Mer. Ott 23rd, 2019

V-news.it

Quotidiano IN-formazione

La Madonna della Neve, tra folklore e suggestione

3 min read
EVENTI IN EVIDENZA

Le domeniche d’agosto quanta neve che cadrà”. Quante volte abbiamo deriso questi versi del cantante napoletano Gigi D’Alessio?

In effetti c’è da ridere nel pensare ad una nevicata ad agosto, visto il clima torrido; ma “scavando” nella storia, ci si rende conto che in effetti tale aforisma non è del tutto fuori luogo.

A Roma durante la notte del 04 agosto 352 d.C. ci fu un “miracoloso” evento: apparve in sogno ad un ricco patrizio di nome Giovanni, la Madonna, che indicò a  lui il punto esatto per la costruzione di una basilica in suo onore.

Il mattino seguente, il ricco patrizio si recò da Papa Liberio per riportare ciò che aveva sognato.

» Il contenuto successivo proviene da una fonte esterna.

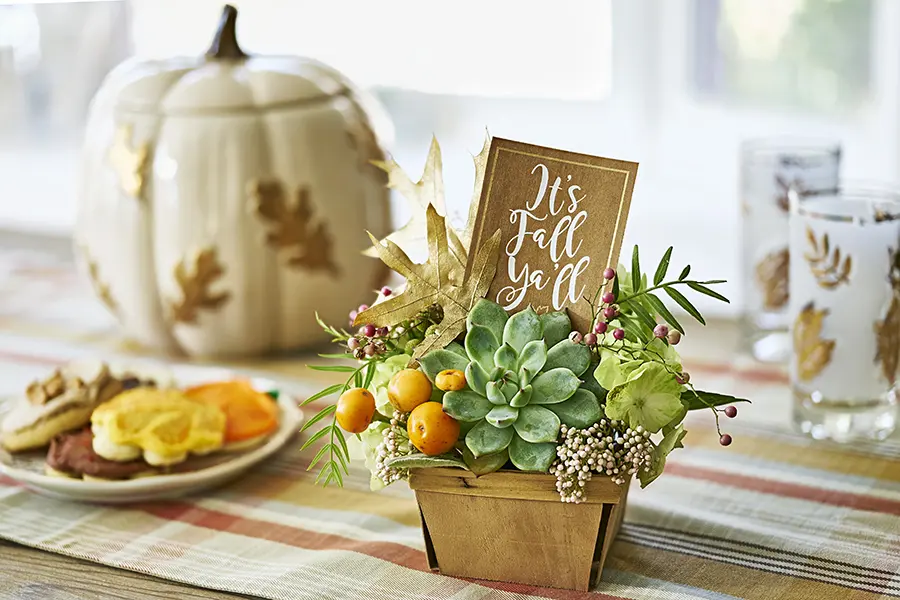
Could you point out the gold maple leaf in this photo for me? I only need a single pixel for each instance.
(129, 163)
(433, 283)
(428, 191)
(813, 353)
(195, 286)
(310, 245)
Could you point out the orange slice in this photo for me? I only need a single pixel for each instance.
(249, 413)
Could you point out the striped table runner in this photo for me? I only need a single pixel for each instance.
(773, 516)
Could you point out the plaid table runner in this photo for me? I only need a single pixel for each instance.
(773, 516)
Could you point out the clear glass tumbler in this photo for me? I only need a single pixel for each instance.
(845, 312)
(769, 169)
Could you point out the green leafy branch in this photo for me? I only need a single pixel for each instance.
(638, 310)
(337, 335)
(336, 448)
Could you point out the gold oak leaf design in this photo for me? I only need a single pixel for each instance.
(309, 244)
(772, 278)
(825, 265)
(431, 283)
(129, 163)
(195, 287)
(887, 330)
(428, 191)
(100, 287)
(813, 353)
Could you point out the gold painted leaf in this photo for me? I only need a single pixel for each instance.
(101, 288)
(130, 163)
(772, 278)
(428, 191)
(434, 282)
(309, 245)
(480, 161)
(826, 265)
(195, 283)
(812, 353)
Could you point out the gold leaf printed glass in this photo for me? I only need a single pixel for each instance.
(769, 168)
(845, 312)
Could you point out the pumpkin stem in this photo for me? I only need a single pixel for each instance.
(224, 44)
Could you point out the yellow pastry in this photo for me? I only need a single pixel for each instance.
(163, 426)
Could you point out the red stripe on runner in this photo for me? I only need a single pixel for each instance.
(297, 537)
(788, 490)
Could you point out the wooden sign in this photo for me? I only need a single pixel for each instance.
(562, 217)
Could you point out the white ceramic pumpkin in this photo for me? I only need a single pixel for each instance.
(224, 200)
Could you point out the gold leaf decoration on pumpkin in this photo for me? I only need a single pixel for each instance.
(195, 284)
(772, 278)
(433, 283)
(428, 191)
(309, 245)
(887, 331)
(812, 352)
(129, 162)
(825, 265)
(101, 288)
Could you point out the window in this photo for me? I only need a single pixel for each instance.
(673, 84)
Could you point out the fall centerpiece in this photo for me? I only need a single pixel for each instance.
(517, 380)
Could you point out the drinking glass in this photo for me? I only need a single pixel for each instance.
(845, 312)
(769, 169)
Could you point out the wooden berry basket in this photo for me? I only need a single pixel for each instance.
(512, 526)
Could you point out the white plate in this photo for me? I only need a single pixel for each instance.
(28, 468)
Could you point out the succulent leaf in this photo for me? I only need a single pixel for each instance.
(510, 387)
(488, 314)
(505, 358)
(522, 397)
(502, 416)
(532, 357)
(581, 410)
(486, 439)
(457, 348)
(494, 395)
(418, 460)
(531, 457)
(521, 328)
(568, 354)
(536, 424)
(557, 327)
(556, 385)
(466, 405)
(670, 441)
(485, 464)
(476, 378)
(481, 346)
(438, 360)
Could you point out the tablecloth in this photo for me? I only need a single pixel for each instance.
(774, 516)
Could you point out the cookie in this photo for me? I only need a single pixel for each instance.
(61, 402)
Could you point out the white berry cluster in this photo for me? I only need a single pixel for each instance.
(395, 443)
(607, 447)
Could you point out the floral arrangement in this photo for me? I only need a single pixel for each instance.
(446, 378)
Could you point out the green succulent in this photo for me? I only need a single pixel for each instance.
(522, 383)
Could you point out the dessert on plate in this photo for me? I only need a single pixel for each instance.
(162, 426)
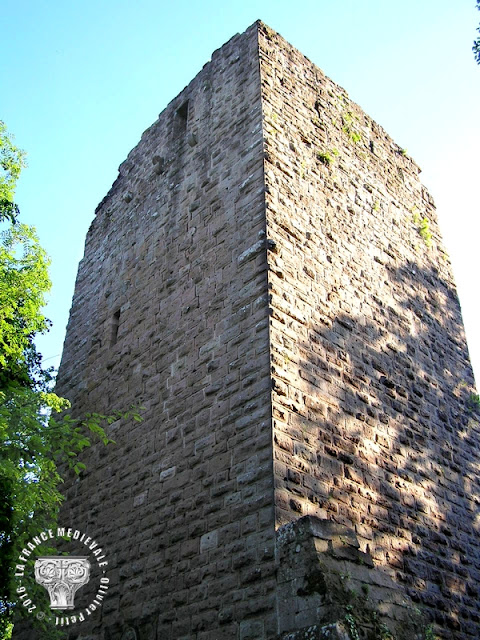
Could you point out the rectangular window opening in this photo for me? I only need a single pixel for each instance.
(115, 325)
(181, 118)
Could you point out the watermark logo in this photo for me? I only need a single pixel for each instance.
(62, 575)
(62, 578)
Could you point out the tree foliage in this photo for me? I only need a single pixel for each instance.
(12, 161)
(37, 434)
(476, 44)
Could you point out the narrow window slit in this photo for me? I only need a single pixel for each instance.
(181, 119)
(115, 325)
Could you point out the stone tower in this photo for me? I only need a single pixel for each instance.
(267, 278)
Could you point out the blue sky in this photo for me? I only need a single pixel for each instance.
(81, 81)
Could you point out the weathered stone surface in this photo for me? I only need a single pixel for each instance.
(333, 590)
(266, 276)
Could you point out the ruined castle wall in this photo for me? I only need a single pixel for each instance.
(171, 312)
(370, 366)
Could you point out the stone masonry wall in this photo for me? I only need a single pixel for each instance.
(171, 311)
(371, 377)
(266, 277)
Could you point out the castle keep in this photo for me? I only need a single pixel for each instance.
(267, 278)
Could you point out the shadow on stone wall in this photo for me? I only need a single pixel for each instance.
(402, 435)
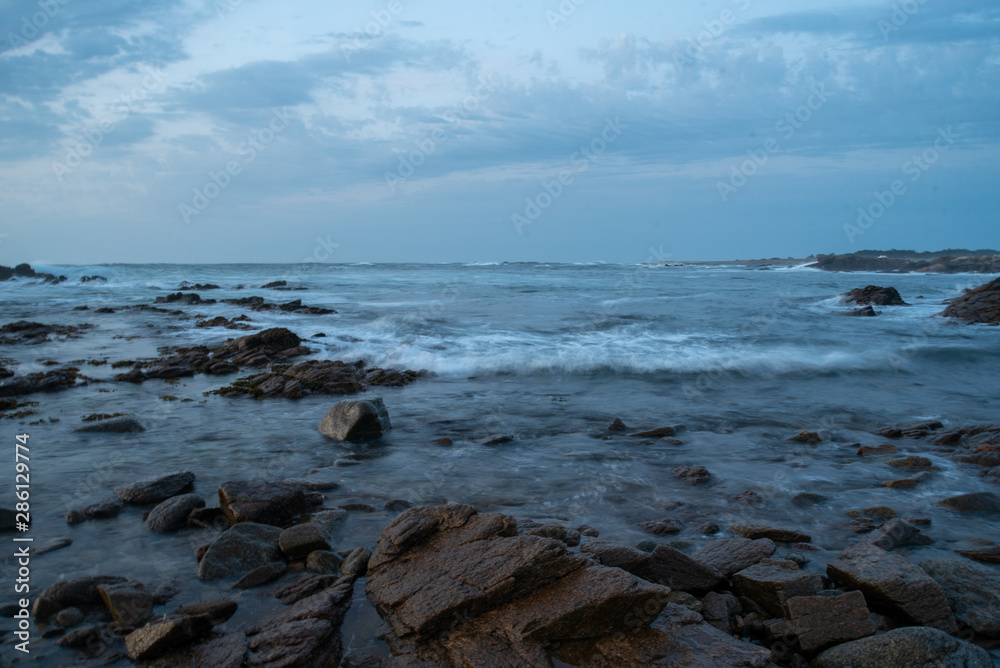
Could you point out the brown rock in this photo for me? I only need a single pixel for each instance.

Il Pontefice, però, spiegò al giovane patrizio che ebbe lo stesso sogno: La Vergine Maria, indicò loro il punto esatto per la costruzione di una basilica, ubicata sul Colle Esquinio, a Roma. Ma la particolarità del sogno consisteva nel fatto che una fitta nevicata avrebbe indicato loro il punto esatto per edificare tale struttura.

Questi erano i tempi del Concilio di Efeso, in cui la Maternità della Vergine fu “ufficialmente” riconosciuta, e quindi il mondo cristiano aveva l’esigenza di erigere un monumento in onore di Maria.

Il giorno 5 di quell’agosto del 352 d.C. la miracolosa nevicata ci fu, e in quel punto preciso del Colle Esquinio Papa Liberio, grazie al “voto” del nobile patrizio Giovanni, diede inizio ai lavori per la Basilica di Santa Maria Maggiore o basilica Liberiana ( in onore del Papa).

Da quel giorno, nella tradizione cristiana si ricorda questa data con numerose manifestazioni folkloristiche e strettamente cristiane in numerose regione dell’Italia, soprattutto in Campania.

Nella Basilica stessa durante le celebrazioni di rito che ricordano tale evento, vengono rilasciate una “pioggia” di petali di rose bianche che scendono dalla cupola e ricordano la miracolosa nevicata.

Ad oggi non esistono prove scientifiche su questa miracoloso evento. I più attenti studiosi della CLIPEOLOGIA ( è la branca dell’ufologia che si occupa di presunti contatti con oggetti volanti non identificati che sarebbero avvenuti nel passato, anche remoto dell’umanità. La clipeologia però, e le sue affermazioni, non hanno valore scientifico) hanno dato adito ad una voce, grazie soprattutto ad una tavola di Masolino da Panicale del 1423 dipinta insieme al Masaccio ( dipinto della foto). L’opera in questione si chiama LA FONDAZIONE DI SANTA MARIA MAGGIORE. Si tratta di una tempera su tavola che è conservata al Museo di Capodimonte, in cui Papa Liberio con un bastone traccia il perimetro della basilica facendosi spazio sulla neve che è posata a terra, appunto come avevo “suggerito” la Vergine in sogno. Sullo sfondo bizantino e dorato appaiono delle nuvole che hanno tutto l’aspetto di un oggetto non identificabile. Gli studiosi di fenomeni alieni, affermano, che dopo ogni avvistamento, nell’aria si rilascia una sostanza filamentosa bianca, simile alla neve, che un cronista de LA NAZIONE ( un quotidiano fiorentino che diede il nome alla sostanza che si vide nell’ottobre del 1954 dopo l’avvistamento nei cieli di Firenze di oggetti non identificati che fecero sospendere anche la partita tra Fiorentina e Pistoiese) chiamò: BAMBAGIA SILICEA.

Inoltre c’è chi parla di BALLOONING  ovvero di filamenti bianchi prodotti dai ragni, che ad ogni folata di vento sollevano i ragni e li trasportano per lunghi tratti. Una sorta di tecnica di migrazione insomma.

Mentre chi è studioso di tecniche militari, afferma che tali filamenti bianchi si chiamano CHAFF: ossia una contromisura che viene usata per confondere i radar.

Tra il serio e il faceto, questa notte di inizio agosto si tinge di mistero.